Discussion in 'General Instruction [BG]' started by Deacon_Blues, Jun 1, 2007.

  1. Nothing wrong with it

    46 vote(s)
  2. No problem if the singer can't sing in the original key

    19 vote(s)
  3. Ok if the sound and feel in the song still is ok

    43 vote(s)
  4. If the singer can't sing it in the original key, don't play it

    5 vote(s)
  5. I give the singer a carrot and sing the song myself in the orgininal key

    1 vote(s)
  1. Deacon_Blues


    Feb 11, 2007
    Hi all,

    I know a lot of people that don't care about if the song they're playing is heavily transposed or not. However, I think you often lose the right feel when you transpose songs too much. One whole step is mostly still ok for me, but I avoid transposing more than that. (I'm a singer/bass player). Sometimes heavy (more than a 3rd) transposing works well, but mostly not, IMO.

    A few examples:

    My band was practicing Bruce Springsteen's "Dancing in the Dark" one step lower than the original. I thought It'd be easier to sing then. However it didn't sound that good but when we played it in the original key, it sounded much better. Less muddy and more powerful, just right. :)

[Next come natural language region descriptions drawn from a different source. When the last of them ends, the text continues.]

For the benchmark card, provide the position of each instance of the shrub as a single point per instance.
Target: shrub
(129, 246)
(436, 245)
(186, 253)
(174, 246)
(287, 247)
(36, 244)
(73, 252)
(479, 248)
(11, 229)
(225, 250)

    A band I know recently played "Pride" by U2 in E on a gig, the original key being B. The power in the chorus was completely gone. The original is ridiculously high for my voice (and he had about the same vocal range as me) so I understand the reason to transpose it. I've been playing and singing it in G and that sounds still good, at least with my voice, but E was just way too low.

    So... what's your opinion on transposing songs?
  2. Hi. Deacon_Blues

    IMO it's just something that has to be done sometimes in order to perform a certain song. If our vocal range isn't in the correct region, there's just no alternatives.

    It becomes more obvious when a female sings in a "male key" or vice versa.

    I try to avoid transposing also, but sometimes it just can't be avoided. Usually I just ditch the song, rather than try to sing it in a different (wrong) key because, as You said, usually the feel is lost.

  3. I only have a problem with transposing if it gets in the way of something I want to do, or if it makes things harder to play somehow. And even then, I still do it if there are other compelling reasons to do so (like the singer can't sing the song in the original key, for example).

    I don't see that transposing is a big deal. If Bach didn't mind doing it (and he didn't), I don't have a problem with it either. It's actually quite a useful thing to be able to do.
  4. I have to transpose on the fly quite often. we're playing a tune in E and the band leader may call out, "Key up to F# (then he calls out some chords) 'B(b9)-C#7'." Then, bingo new key. As far as changing for the vocalists. I don't have any problems with it as long as it doesn't completely change the sound and feel of a song, which it can sometimes do.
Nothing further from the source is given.